Skocz do zawartości

Posiadacze Hondy XBR 500 poszukiwani


Rekomendowane odpowiedzi

Krakadił Giena też kiedyś stanąłem przed podobmym dylematem: kufry czy sakwy.

Wiadomo kufry dają większą swobodę w pakowaniu, są przymocowane do motocykla "na stałe" poprzez system zamków, tylko ta cena która zbija z nóg. Natomiast sakwy "wiszą" sobie na paskach na lub pod siedzeniem, czasami sie przypalą o wydech, porysują elementy lakierowane, są tanie, łatwo zdejmowalne co nie zawsze jest przydatne.

Wieki temu na bazarze kupiłem po okazjonalnej cenie 2 duże sakwy niestety bez pasków mocujących, z myślą że kiedyś się przydadzą. Jako że stałem się również posiadaczem dedykowanego do xbrki oryginalnego stelarza HB (częściowo po kontakcie z autem) postanowiłem stelarz odbudować i połączyć w miarę na stałe ze sakwami. Do sakw dorobiłem tylną sciankę ze sklejki( tylko się nie śmiać, pomysł narodził się na działce na tydzień przed wyjazdem a sklejka byla dostępna od zaraz, i należała do rzeczy z kategorii " bo to się przyda na działce")

Sklejkę po pokryciu kilkoma warstwami farby połączyłem ze sakwami, natoniast całość łączyłem ze stelarzem na "szybkozłączki" jakimi to mocuje sie kufry aluminiowe.

 

http://picasaweb.google.com/matata176/2009...040769127921074

http://picasaweb.google.com/matata176/2009...042283102640162

http://picasaweb.google.com/matata176/2009...276111444996194

Co do wrażeń z użytkowania takiego cuda to:

1. jest to stabilnie umocowane

2. samo dokręcenie "śrub" od wewnątrz sakwy wymaga trochę cierpliwości ze względu na utrudnione dojście po spakowaniu się.
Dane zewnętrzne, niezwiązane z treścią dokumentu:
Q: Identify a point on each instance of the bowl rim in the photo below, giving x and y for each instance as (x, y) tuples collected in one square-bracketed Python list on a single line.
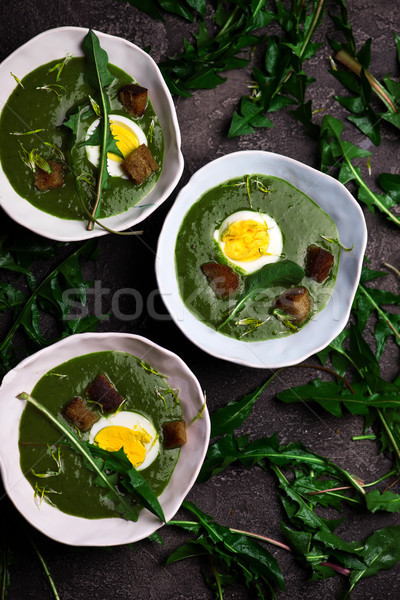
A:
[(67, 230), (253, 354), (79, 531)]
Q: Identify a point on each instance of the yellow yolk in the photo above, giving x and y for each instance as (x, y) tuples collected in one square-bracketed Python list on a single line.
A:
[(245, 241), (126, 140), (114, 437)]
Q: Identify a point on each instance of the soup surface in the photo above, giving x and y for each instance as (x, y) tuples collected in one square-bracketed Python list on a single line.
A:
[(146, 393), (42, 105), (294, 222)]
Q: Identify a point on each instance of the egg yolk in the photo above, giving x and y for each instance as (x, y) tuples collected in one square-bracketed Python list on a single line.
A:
[(115, 437), (125, 138), (245, 240)]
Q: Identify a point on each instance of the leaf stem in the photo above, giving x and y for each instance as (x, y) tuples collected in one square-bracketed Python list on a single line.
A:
[(327, 370), (45, 569), (263, 538), (389, 433), (34, 294), (217, 579), (351, 63), (362, 184)]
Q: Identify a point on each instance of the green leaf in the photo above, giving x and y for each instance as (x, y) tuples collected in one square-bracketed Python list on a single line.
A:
[(229, 417), (284, 272), (380, 551), (113, 461), (96, 71), (387, 501), (99, 77), (132, 480)]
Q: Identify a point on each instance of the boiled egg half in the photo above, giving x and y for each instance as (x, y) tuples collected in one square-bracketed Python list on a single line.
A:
[(128, 136), (131, 431), (250, 240)]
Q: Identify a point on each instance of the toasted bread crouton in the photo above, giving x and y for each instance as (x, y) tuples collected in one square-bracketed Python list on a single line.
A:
[(104, 393), (174, 434), (80, 414), (49, 181), (318, 263), (133, 98), (295, 302), (222, 279), (140, 164)]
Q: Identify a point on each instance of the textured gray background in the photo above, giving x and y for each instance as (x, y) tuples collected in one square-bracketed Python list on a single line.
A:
[(245, 499)]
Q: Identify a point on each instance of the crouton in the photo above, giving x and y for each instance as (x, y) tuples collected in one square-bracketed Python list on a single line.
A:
[(133, 98), (318, 263), (104, 393), (295, 302), (79, 414), (49, 181), (174, 434), (140, 164), (222, 279)]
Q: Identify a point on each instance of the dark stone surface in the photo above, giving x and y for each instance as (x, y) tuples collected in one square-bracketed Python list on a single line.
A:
[(244, 499)]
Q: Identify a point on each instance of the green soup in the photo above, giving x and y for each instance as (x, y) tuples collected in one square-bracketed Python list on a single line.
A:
[(302, 223), (145, 392), (44, 105)]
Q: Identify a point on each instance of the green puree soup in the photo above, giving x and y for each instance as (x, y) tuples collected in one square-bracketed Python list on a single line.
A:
[(145, 391), (42, 104), (301, 222)]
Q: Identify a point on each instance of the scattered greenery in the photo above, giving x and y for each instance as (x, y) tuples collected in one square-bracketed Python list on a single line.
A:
[(336, 152), (26, 301), (306, 482), (200, 63), (282, 81), (233, 555), (361, 83)]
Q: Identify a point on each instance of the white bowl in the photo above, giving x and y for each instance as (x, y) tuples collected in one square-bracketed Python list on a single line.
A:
[(57, 43), (331, 196), (78, 531)]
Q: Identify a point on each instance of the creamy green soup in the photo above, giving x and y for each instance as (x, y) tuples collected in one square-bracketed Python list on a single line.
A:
[(73, 491), (302, 223), (44, 104)]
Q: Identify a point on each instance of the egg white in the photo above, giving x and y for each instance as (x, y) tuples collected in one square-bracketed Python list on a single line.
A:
[(93, 152), (275, 246), (134, 421)]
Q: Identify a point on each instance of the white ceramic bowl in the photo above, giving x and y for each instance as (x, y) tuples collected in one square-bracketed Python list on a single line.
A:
[(78, 531), (331, 196), (57, 43)]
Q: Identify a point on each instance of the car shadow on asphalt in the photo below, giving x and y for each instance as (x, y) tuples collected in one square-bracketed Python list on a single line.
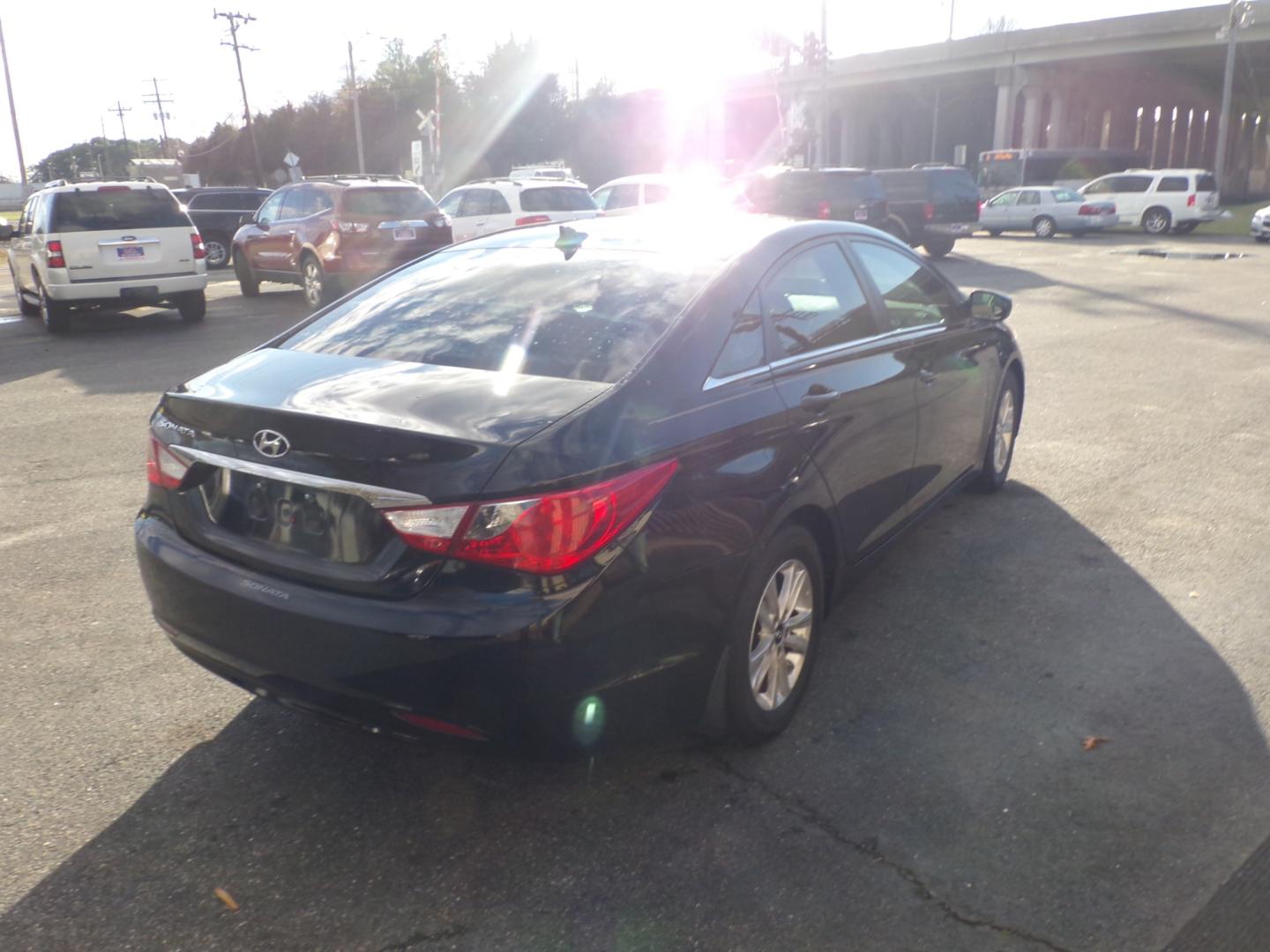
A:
[(935, 792)]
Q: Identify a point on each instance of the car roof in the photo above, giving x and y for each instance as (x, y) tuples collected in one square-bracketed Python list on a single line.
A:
[(663, 230)]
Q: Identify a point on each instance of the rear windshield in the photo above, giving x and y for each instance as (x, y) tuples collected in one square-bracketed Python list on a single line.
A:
[(387, 202), (516, 310), (557, 199), (111, 210)]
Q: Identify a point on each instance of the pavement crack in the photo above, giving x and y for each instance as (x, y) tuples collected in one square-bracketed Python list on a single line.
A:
[(813, 816), (418, 938)]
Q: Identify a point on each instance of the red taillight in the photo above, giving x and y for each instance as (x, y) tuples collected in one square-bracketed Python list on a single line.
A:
[(542, 534), (432, 724), (163, 469)]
3. sakwy mają tendencje do zwieszania sie pod wpływem ciężaru i jest to nieuniknione chyba że będą miały stelaż podczynujący podłogę.

4. sakwy nie są nieprzemakalne

Podsumowując ten wywód jak masz kasę to kupuj kufry a jak nie masz to weź pożyczke i kup kufry :biggrin:

Edytowane przez matata
Odnośnik do komentarza
Udostępnij na innych stronach

Hejkum,

Nie mam co prawda nic do dodania w temacie kufruff, bo nie mam żadnego doświadczenia w tym zakresie. Moja XBR-ka "bieży" na krótkich dystansach. Najczęściej do dojazdów do pracy na dystansie trzydziestukilku kilometrów w jedną stronę. Zatem nic nowego w tym zakresie nie wniosę. Używam tekstylnego, dwuszelkowego plecaka, którego konstrukcją nośną jest moja budowa kostna, a część "plecna" jest z nim w najbliższym kontakcie. Chciałem natomiast wyrazić spostrzeżenie i nieukrywane zadowolenie że wiosna blisko, bo skoro "uruchamiane" są tematy bagażowe, to znakiem tego, zima odpuszcza, a myśli wybiegają, gdzieś w szare, jakże zimą zmęczone serpentyny, przez ich administratorów nazywane drogami.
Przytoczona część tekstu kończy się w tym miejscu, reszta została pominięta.